Attorno alla metà del 1973 il nemico riusciva a controllare e a tener basso il livello delle attività militari della rivoluzione palestinese all'interno dei territori occupati, ma dal 1980 questo livello ha ricominciato ad innalzarsi fino all'invasione del Libano nel Giugno del 1982. Fin dai primi mesi del 1984, cioè dopo l'invasione del Libano, il livello militare ha ricominciato a crescere in risposta alla sconfitta politica subita dalla rivoluzione con l'occupazione sionista ed a tutti gli altri tentativi di arrestare l'attività della resistenza palestinese. Il livello più alto si è raggiunto tra l'86 e l'87 quando sono stati registrati scontri molto violenti tra le forze di occupazione e le masse palestinesi in molte città, villaggi e campi palestinesi; questi scontri, che avevano una natura di massa, sono stati i primi segni dell'Intifada del popolo palestinese. Naturalmente gli scontri tra le forze rivoluzionarie palestinesi esterne e l'esercito sionista, hanno avuto una influenza negativa molto forte nello sviluppo dell'attività armata all'interno; la difesa della rivoluzione, e delle masse dei campi palestinesi in Libano era diventato a quel punto il principale obiettivo.

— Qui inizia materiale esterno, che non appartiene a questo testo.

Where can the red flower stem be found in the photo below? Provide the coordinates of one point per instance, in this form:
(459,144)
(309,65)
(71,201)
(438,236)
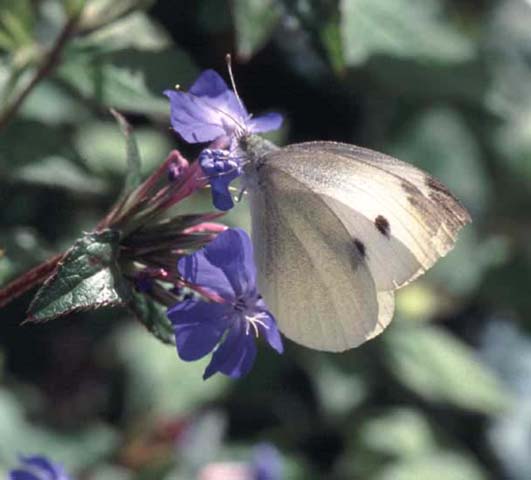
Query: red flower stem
(29,280)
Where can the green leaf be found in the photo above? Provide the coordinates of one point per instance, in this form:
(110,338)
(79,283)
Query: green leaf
(115,36)
(254,22)
(87,278)
(134,164)
(59,172)
(100,144)
(338,392)
(441,369)
(112,87)
(76,448)
(438,466)
(163,385)
(440,141)
(153,316)
(51,105)
(400,28)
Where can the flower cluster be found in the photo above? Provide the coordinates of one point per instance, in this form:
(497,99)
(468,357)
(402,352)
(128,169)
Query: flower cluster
(230,314)
(211,112)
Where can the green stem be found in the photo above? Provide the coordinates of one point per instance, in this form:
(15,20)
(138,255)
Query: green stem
(46,67)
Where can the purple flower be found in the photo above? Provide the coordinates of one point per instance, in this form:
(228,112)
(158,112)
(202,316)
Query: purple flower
(38,468)
(210,110)
(220,168)
(266,463)
(223,269)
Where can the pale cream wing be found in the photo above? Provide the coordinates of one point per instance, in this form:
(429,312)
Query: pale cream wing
(400,218)
(311,274)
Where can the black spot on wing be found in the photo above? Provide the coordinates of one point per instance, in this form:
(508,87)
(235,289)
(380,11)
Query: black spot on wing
(382,224)
(360,246)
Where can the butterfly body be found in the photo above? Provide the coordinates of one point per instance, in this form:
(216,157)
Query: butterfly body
(337,228)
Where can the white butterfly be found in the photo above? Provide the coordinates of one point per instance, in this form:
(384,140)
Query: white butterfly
(336,230)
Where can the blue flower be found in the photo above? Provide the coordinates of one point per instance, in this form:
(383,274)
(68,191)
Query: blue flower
(266,463)
(221,168)
(210,110)
(38,468)
(225,270)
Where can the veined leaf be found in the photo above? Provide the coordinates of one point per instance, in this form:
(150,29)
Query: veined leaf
(111,86)
(400,28)
(153,316)
(254,22)
(88,277)
(440,368)
(132,179)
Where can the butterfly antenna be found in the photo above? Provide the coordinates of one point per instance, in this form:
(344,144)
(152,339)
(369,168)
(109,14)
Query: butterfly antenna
(228,59)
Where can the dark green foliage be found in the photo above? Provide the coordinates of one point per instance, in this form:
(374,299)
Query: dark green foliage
(444,84)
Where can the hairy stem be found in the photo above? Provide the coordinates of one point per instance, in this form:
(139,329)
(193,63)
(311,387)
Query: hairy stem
(49,63)
(28,280)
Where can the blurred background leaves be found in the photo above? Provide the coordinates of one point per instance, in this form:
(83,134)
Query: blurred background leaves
(444,84)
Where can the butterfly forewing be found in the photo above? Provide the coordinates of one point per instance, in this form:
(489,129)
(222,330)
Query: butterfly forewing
(400,219)
(311,273)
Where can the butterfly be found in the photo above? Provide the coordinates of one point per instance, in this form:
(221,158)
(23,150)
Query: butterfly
(337,229)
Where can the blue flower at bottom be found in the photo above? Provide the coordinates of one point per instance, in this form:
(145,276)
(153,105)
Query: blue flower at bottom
(38,468)
(225,269)
(221,168)
(266,463)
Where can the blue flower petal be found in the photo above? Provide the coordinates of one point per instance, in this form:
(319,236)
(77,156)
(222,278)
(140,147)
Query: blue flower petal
(232,252)
(198,327)
(266,463)
(37,468)
(265,123)
(221,196)
(209,84)
(198,270)
(221,169)
(194,119)
(271,333)
(235,356)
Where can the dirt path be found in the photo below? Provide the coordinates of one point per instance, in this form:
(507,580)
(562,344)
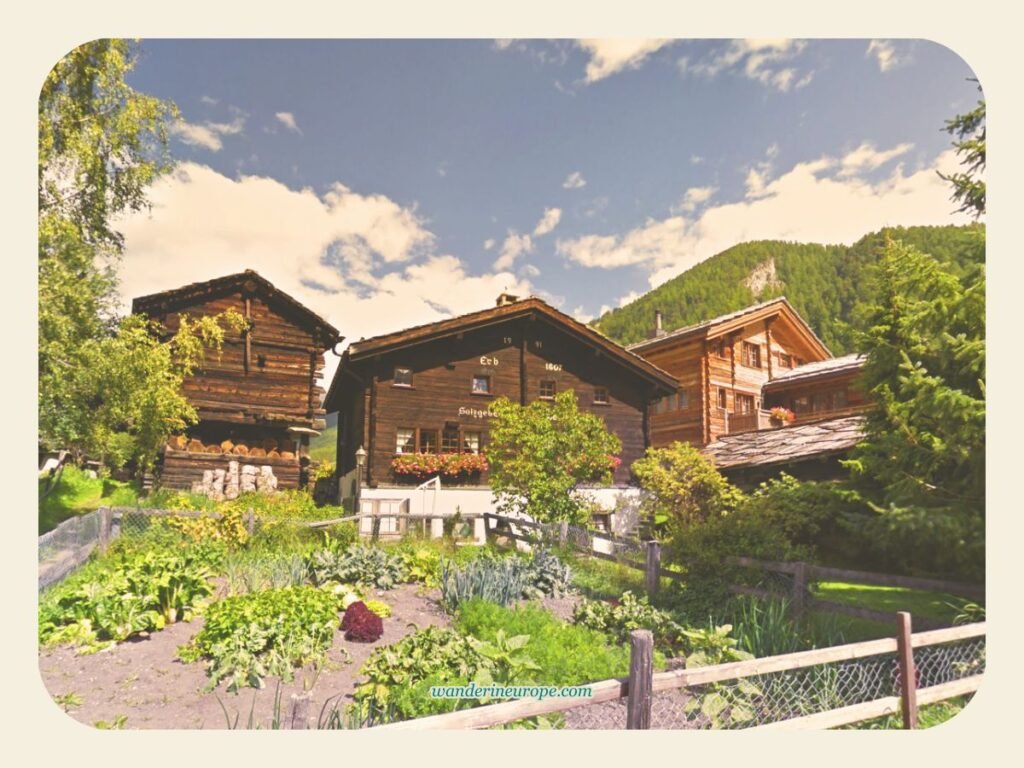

In seguito alla sconfitta del Giugno 1982 e al conseguente abbandono del Libano da parte di molte forze palestinesi, è cominciata una discussione sull'utilità di continuare la lotta armata come forma principale dello scontro col nemico sionista; a queste ragioni si aggiungevano anche l'aumento delle misure repressive ad opera tanto dei sionisti che dei suoi alleati nel sud, il ritorno della destra palestinese che aveva cominciato a scommettere sul valore dell'attività diplomatica e sui progetti di "pacificazione" che riacquistavano forza in conseguenza dell'occupazione e dello scontro inter-palestinese o palestino-libanese (la guerra dei campi). In una situazione così critica sono riapparsi i vari progetti di Fez, i piani di Reagan o di re Fahid, gli "inviti" dei sionisti ad un "autogoverno amministrativo" o ad una confederazione; si trattava di progetti che favorivano la destra, come gli accordi giordano-palestinesi di Febbraio che hanno ulteriormente aggravato la crisi palestinese facendo aumentare le spaccature tra le masse disorientate dalla politica della "diplomazia" portata avanti dalla destra contro ogni ipotesi di lotta, in primo luogo quella armata: è così che nel 1985 la leadership di destra decise di bloccare le operazioni militari lungo i confini arabi.

La sconfitta dell'82 ha provocato un rallentamento dell'attività militare palestinese; il peso reale di questa crisi è apparso con chiarezza allo scoppio dell'Intifada, dal momento che le organizzazioni della rivoluzione palestinese non sono state in grado di dar corpo alla parola d'ordine "Appoggiare l'Intifada col fuoco". Anche se alcune organizzazioni sono riuscite a portare avanti qualche sporadica operazione, va detto che si è trattato di operazioni e di una attività militare ben al di sotto del livello richiesto dalla situazione; ciò si legava, ancora una volta, alle polemiche sulla necessità e sull'utilità della lotta armata: da una parte c'era chi sosteneva che in quest'ultimo quarto di secolo questa forma di lotta era fallita, da un'altra chi affermava che questa lotta aveva preparato l'Intifada e adesso aveva esaurito il suo compito, da un'altra ancora si sosteneva che la lotta armata contraddiceva il carattere di massa dell'Intifada e finiva con l'aiutare il nemico sionista a giustificare nell'opinione pubblica i massacri operati contro il popolo palestinese nei territori occupati; in conclusione, si riteneva che la lotta armata fosse uno strumento per l'eliminazione dell'Intifada e che riportasse la nostra battaglia a un punto morto.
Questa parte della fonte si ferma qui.